Another tested the hard-not-to-believe hypothesis that "musical preferences are personality linked"(2). It kicked off by tarring all listeners’ attention spans with the same impatient brush asserting that "when listening to a new song, it takes us just a few seconds to decide whether to press repeat, change to the next tune, or to buy it", before asking its participants to assess a somewhat arrested array of 15 second excerpts of ‘library music’. Apparently this led to the conclusion that those with a "bias towards empathizing…" tend to prefer "music on the Mellow dimension" while "music on the Intense dimension" was more for those with a "bias towards systemising…" as if such dimensions are mutually exclusive.
Meanwhile, the third explored whether "the evolution of musical diversity … is gradual or punctuated"(3), its computer algorithms scanning decades of chart music for timbre and chord changes to conclude that the last stylistic revolution in popular music was almost fifteen years’ ago. But, by limiting their selection to the US Billboard Hot 100, these so-called revolutions were more likely in marketing spend than instances of genuine novelty.

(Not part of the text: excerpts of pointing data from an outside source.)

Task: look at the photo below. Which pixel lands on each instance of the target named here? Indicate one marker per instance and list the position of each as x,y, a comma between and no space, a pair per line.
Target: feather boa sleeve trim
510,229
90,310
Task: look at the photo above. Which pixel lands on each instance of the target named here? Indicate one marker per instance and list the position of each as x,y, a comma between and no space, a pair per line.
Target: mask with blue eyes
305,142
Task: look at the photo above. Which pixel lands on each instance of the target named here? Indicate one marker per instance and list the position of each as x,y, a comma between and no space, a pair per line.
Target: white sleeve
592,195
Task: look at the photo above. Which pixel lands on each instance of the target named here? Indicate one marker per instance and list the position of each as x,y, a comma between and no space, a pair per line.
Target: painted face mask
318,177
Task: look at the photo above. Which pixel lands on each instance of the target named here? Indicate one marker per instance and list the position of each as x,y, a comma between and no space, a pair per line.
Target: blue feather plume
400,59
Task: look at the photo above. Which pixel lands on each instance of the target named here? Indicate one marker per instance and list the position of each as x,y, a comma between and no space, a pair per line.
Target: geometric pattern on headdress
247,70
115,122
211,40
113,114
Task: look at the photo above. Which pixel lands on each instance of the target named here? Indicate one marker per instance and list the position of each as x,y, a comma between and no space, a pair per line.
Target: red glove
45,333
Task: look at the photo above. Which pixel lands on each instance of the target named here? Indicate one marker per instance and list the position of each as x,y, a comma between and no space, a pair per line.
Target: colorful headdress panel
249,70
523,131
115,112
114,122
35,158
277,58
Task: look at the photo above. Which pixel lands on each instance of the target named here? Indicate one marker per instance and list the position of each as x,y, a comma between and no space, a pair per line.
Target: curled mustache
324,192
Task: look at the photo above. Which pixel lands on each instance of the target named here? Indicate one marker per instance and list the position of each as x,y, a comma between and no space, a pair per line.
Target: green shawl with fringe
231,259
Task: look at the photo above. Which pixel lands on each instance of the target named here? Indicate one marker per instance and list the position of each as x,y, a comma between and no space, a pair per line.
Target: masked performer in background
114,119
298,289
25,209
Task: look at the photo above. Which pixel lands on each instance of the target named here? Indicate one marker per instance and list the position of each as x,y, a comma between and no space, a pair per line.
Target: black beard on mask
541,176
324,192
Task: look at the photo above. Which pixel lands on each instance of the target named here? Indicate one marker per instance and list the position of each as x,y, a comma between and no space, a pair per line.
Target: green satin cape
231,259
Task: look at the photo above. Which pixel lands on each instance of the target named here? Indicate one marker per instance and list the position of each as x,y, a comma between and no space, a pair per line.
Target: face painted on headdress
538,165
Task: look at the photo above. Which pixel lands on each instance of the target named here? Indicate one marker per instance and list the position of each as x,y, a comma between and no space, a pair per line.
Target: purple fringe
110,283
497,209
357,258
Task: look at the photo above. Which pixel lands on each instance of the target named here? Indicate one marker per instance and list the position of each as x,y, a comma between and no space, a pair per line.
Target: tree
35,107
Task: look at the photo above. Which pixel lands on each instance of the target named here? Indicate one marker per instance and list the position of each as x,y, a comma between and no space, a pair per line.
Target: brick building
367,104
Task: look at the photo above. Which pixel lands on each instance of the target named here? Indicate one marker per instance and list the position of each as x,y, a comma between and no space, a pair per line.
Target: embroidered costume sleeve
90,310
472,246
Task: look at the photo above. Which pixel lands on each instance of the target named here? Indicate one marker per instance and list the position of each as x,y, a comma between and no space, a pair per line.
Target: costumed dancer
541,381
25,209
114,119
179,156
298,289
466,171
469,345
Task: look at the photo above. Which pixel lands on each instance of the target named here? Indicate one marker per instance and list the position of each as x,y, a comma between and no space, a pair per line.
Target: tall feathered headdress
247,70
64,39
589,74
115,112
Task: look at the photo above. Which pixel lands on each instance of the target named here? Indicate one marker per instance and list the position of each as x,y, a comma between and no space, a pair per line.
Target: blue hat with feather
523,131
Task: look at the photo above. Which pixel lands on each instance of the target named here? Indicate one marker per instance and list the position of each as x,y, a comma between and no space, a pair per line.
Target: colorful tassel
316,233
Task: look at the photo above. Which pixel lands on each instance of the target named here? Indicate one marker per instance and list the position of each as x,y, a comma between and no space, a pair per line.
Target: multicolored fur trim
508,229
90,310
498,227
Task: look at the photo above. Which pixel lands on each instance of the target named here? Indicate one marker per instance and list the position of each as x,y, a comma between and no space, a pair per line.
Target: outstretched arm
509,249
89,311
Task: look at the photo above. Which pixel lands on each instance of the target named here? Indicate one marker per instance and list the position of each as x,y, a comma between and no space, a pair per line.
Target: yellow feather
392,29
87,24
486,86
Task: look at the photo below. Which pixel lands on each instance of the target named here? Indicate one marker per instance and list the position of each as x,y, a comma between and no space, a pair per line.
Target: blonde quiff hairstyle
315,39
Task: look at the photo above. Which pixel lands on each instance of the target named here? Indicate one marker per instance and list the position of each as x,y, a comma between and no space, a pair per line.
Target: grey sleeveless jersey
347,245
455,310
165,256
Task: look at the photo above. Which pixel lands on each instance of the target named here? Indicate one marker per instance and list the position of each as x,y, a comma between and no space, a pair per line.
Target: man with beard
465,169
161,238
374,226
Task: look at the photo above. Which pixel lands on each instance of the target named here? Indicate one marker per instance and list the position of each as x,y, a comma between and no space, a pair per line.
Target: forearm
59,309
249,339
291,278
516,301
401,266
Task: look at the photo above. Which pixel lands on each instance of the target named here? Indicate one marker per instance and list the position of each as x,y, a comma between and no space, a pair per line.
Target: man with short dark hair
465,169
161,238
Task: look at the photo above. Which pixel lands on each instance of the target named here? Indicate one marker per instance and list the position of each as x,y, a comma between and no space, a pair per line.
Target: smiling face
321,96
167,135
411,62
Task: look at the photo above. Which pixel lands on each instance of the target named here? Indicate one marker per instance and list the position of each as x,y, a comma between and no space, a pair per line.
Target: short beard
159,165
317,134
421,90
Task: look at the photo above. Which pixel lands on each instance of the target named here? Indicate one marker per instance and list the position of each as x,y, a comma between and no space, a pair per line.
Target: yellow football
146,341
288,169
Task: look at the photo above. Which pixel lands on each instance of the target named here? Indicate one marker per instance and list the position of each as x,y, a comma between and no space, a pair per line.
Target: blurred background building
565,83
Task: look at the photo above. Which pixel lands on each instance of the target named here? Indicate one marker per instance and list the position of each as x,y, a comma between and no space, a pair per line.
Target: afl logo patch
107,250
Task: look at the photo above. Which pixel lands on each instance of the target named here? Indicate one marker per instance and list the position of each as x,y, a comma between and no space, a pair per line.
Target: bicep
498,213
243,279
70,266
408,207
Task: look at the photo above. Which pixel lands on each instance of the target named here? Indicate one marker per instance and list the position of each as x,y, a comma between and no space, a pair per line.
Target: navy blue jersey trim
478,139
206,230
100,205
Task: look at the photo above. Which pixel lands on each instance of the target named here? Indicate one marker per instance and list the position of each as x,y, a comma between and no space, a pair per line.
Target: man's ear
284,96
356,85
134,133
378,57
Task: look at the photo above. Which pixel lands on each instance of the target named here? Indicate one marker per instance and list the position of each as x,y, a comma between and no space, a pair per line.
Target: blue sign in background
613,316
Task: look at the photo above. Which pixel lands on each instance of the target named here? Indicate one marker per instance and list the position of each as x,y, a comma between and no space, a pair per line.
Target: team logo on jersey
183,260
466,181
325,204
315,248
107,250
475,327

Although these experiments are not without interest, each is arguably so skewed by a fixation on genres, and ‘popular’ ones at that, as to be almost contemptuous – regarding music as a mere utility, ingested to regulate the emotions and pre-packed to appeal to the relevant personality type. It would seem the world of science is unsuited to assessing the realisation and rewards of the unfamiliar over the predictable comfort zones of the known. So, until academia develops the abilities and insights to explain the allure of experiencing unpredictable excursions in sound, these latest rum releases signposted below all remain beyond science, placing their visionary sounds into the much more glamorous genres of the supernatural and the paranormal.
Drew McDowall – Collapse
(Dais)
You couldn’t wish for a better example of this than the haunted synth work of Drew McDowall. Working as part of Coil in 1994, their perhaps strangest sounding project, Worship The Glitch, was informed by the sense that some entity, later named ELpH, was being channelled into the recordings via the mixing desk. On the evidence of his recent, mesmeric work as Compound Eye (with Psychic Ills’ Tres Warren) and now here on Collapse this open-minded and unscientific attitude to technology has continued to contribute a rare and peculiar presence to his hypnotic modulations.
Shockingly Collapse is his debut solo album despite a career that extends back to the punk age when he migrated to London from Glasgow, hooking up with Psychic TV and going on to become a member of Coil for much of the nineties. More recently he is to be found Stateside, playing collaboratively with the likes of the aforementioned Warren and Emeralds’ John Eliot. But going solo hasn’t diminished the potency of his output.
Collapse opens audaciously with a 20-minute epic titled ‘The Chimeric Mesh Withdraws’; its three movements paint a haunted drama on the air. It takes its listeners over cold, suspended tones with interior movements like condensation trails on glass, then through murmurating forms and horror film hues filled with creaks, whispers and voice fragments, only to arrive washed up and alone on a dense and troubled reedy tide.
The second half continues to invoke apparitional and alien auras across four shorter pieces, each with flickering suggestions of melody and rhythm to briefly illuminate their structure. There’s the beautiful analog textures on ‘Hypnotic Congress’ that shrink and loom ominously before accelerating into a suspenseful chase theme, while ‘Through Is Out’ bears an ancient, devotional angle thanks to the possessed violin work of Nicky Mao amidst the golden, majestic arches of McDowall’s slightly unstable synthesisers in flight.
Strangely, instead of concluding with the expected sense of dénouement, the album’s end feels like the start of a journey: ‘Each Surface Of Night’ baptises with a dark pool of rich electronic textures, both refreshing and foreboding, leaving its listeners feeling changed as if modified by Collapse‘s aural abduction – a rare mark of a powerful work.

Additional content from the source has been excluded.